MUSKEDRA III ini juga dirangkaikan dengan Launching Buku “Sustainable Development: Sebuah Tinjauan atas Konsep Pembangunan Berkelanjutan Konvensional”, yang menjadi simbol orientasi intelektual Pemuda PERSIS dalam merespons isu-isu global.
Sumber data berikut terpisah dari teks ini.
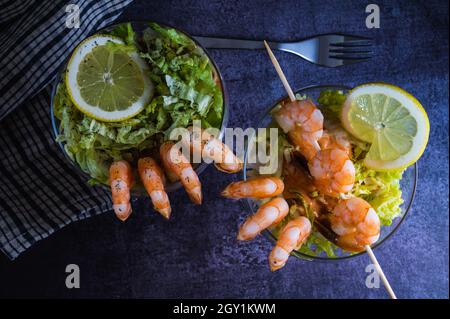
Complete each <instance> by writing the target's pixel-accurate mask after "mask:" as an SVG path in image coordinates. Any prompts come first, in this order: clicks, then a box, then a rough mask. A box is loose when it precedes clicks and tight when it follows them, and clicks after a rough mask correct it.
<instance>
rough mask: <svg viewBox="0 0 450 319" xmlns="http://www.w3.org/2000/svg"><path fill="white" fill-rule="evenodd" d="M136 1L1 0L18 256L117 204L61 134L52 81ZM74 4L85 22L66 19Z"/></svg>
mask: <svg viewBox="0 0 450 319" xmlns="http://www.w3.org/2000/svg"><path fill="white" fill-rule="evenodd" d="M131 2H132V0H70V1H68V0H17V1H4V0H0V30H1V31H0V154H1V156H0V249H1V251H2V252H3V253H5V254H6V255H7V256H8V257H9V258H11V259H14V258H16V257H17V256H18V255H19V254H20V253H22V252H24V251H25V250H26V249H27V248H29V247H31V246H32V245H33V244H34V243H36V242H37V241H39V240H41V239H44V238H46V237H47V236H49V235H50V234H52V233H53V232H54V231H56V230H58V229H61V228H62V227H64V226H65V225H68V224H70V223H72V222H74V221H78V220H82V219H85V218H88V217H90V216H93V215H96V214H100V213H102V212H106V211H109V210H111V204H110V195H109V194H108V193H107V192H106V191H104V190H102V189H100V188H96V187H89V186H87V185H86V181H85V178H83V177H82V176H81V175H80V174H79V173H77V172H76V171H75V170H74V169H73V168H72V167H71V166H70V164H69V163H68V162H67V160H66V159H65V158H64V155H63V154H62V153H61V151H60V149H59V146H58V145H57V144H56V143H55V141H54V138H53V136H52V131H51V127H52V126H51V119H50V87H51V82H52V80H53V79H54V77H55V75H56V74H57V72H58V71H59V69H60V67H61V65H62V63H63V62H64V61H65V59H66V58H67V57H68V55H69V54H70V52H71V51H72V50H73V49H74V47H75V46H76V45H77V44H78V43H79V42H80V41H81V40H83V39H84V38H85V37H87V36H88V35H89V34H91V33H93V32H95V31H96V30H98V29H100V28H103V27H105V26H106V25H108V24H111V23H112V22H113V21H114V20H115V19H116V18H117V17H118V16H119V15H120V14H121V12H122V10H123V9H124V8H125V7H126V6H127V5H128V4H130V3H131ZM69 4H75V5H77V6H78V9H79V26H80V27H79V28H74V27H72V28H69V27H67V25H66V20H67V19H68V18H69V16H70V14H71V12H73V9H74V7H73V6H72V7H70V8H68V5H69ZM71 9H72V10H71ZM74 21H75V20H71V21H69V25H70V26H74V25H75V26H76V22H75V23H73V22H74ZM71 22H72V24H70V23H71Z"/></svg>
Peluncuran buku ini menegaskan posisi Pemuda PERSIS sebagai gerakan yang tidak hanya berdakwah secara normatif, tetapi juga aktif dalam wacana pembangunan, keberlanjutan, dan etika peradaban.
Secara konseptual, arah gerak tahun ketiga PD Pemuda PERSIS Kabupaten Tasikmalaya dibangun di atas tiga fondasi besar: Elegansi Ideologis (Ortodoksi Dinamis) melalui penguatan ijtihad dan tajdid, Elegansi Manajerial (Akuntabilitas Struktur) melalui tata kelola organisasi yang profesional dan transparan, serta Elegansi Dampak (Pengukuran Universal) dengan orientasi hasil yang terukur dalam kontribusi sosial, ekonomi, dan peradaban.
Melalui konsep Innovative Sustainability, Pemuda PERSIS Tasikmalaya menegaskan diri sebagai gerakan yang berani melakukan terobosan (innovative) tanpa meninggalkan kemurnian ideologi, serta memastikan setiap program memiliki daya tahan jangka panjang (sustainability).
Baca Juga:Bupati Subang Kang Rey Lantik Delapan Pejabat Tinggi Pratama
Dengan demikian, MUSKEDRA III bukan sekadar forum evaluasi tahunan, melainkan menjadi titik tolak strategis bagi Pemuda PERSIS Kabupaten Tasikmalaya untuk melompat dari sekadar organisasi kepemudaan menjadi poros gerakan dakwah peradaban yang berpengaruh, berkelas, dan berdaya.(**).